Cardiff City manager Neil Warnock has described the week since striker Emiliano Sala went missing as ‘by far the most difficult’ of his career.
BBC Sport write that Warnock also revealed he and several members of the playing squad have sought mental health support since the incident occurred.
Sala was flying from Nantes to Cardiff last Monday evening after the Bluebirds completed a club record £15m deal for the striker when the plane he was on board disappeared near Guernsey.
After three days of looking, rescue teams found no trace of the aircraft, Sala or pilot David Ibbotson and called off the search.
However, after receiving notable donations from all over the world, the Argentine’s family have now started a private search in the hope of better luck.

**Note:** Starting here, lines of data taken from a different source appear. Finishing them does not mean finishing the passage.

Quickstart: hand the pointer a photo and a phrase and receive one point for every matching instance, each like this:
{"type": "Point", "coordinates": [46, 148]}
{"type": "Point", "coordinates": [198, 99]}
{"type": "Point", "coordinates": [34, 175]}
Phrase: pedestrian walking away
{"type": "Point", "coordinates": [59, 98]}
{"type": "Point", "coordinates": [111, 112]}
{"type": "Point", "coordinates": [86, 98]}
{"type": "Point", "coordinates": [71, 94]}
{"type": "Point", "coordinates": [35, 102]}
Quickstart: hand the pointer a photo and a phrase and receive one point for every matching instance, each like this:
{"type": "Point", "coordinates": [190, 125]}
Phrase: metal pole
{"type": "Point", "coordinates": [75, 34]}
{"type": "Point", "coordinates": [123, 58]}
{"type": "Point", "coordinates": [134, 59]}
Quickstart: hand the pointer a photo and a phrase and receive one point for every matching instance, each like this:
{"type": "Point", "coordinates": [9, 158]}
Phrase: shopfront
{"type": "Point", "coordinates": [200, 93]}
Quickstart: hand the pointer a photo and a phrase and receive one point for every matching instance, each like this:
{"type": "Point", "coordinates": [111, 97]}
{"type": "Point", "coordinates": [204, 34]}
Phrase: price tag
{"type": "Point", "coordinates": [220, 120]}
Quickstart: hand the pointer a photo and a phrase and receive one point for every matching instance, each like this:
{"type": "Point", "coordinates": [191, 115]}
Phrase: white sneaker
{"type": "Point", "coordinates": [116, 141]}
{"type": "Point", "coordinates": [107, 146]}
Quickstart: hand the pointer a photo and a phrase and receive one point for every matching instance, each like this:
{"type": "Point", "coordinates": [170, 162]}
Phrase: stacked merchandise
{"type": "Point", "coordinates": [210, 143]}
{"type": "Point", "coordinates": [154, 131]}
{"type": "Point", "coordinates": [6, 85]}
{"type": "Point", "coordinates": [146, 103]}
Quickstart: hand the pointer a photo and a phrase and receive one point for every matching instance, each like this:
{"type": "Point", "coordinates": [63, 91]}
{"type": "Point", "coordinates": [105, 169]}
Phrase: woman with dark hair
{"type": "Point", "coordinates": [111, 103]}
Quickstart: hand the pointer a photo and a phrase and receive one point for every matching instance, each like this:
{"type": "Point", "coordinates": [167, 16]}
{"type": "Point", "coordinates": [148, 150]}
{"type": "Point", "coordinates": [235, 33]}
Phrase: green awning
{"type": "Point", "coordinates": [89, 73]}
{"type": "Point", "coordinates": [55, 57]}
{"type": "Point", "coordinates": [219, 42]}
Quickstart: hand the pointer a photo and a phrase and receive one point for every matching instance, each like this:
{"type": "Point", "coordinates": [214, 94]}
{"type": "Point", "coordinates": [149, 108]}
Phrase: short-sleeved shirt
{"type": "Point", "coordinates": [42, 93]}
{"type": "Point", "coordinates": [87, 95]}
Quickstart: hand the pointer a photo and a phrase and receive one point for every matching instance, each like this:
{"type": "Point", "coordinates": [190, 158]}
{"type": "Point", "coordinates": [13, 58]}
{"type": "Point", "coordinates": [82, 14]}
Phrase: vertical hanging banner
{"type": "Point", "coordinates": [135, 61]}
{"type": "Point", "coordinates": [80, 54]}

Warnock, who has been involved in football for over 50 years as a player and manager, revealed the effect the tragedy has had on him.
I’ve been in football management now for 40 years and it’s by far the most difficult week in my career by an absolute mile. From a personal point of view, I’ve never experienced anything like it. It’s been amazing with the knock-on with the players in training. It’s unknown territory I think. Things like this just don’t happen – or you don’t think they happen.
On whether he had considered his future as Cardiff boss, the 70-year-old added:
I think probably 24 hours a day in the last week, yeah. It would be true to say, even as I sit here now. Because there are more important things, isn’t there? It takes something like that to make you realise. But I realise I have a job to do here, and it was always a massive job. It’s doubly massive now, and that’s when you’ve got to show your leadership and show the lads you’re in charge of that we’ve got another miracle to do here.
The Bluebirds travel to North London to face Arsenal tomorrow night, and club staff and supporters will wear daffodils as a show of support for the player.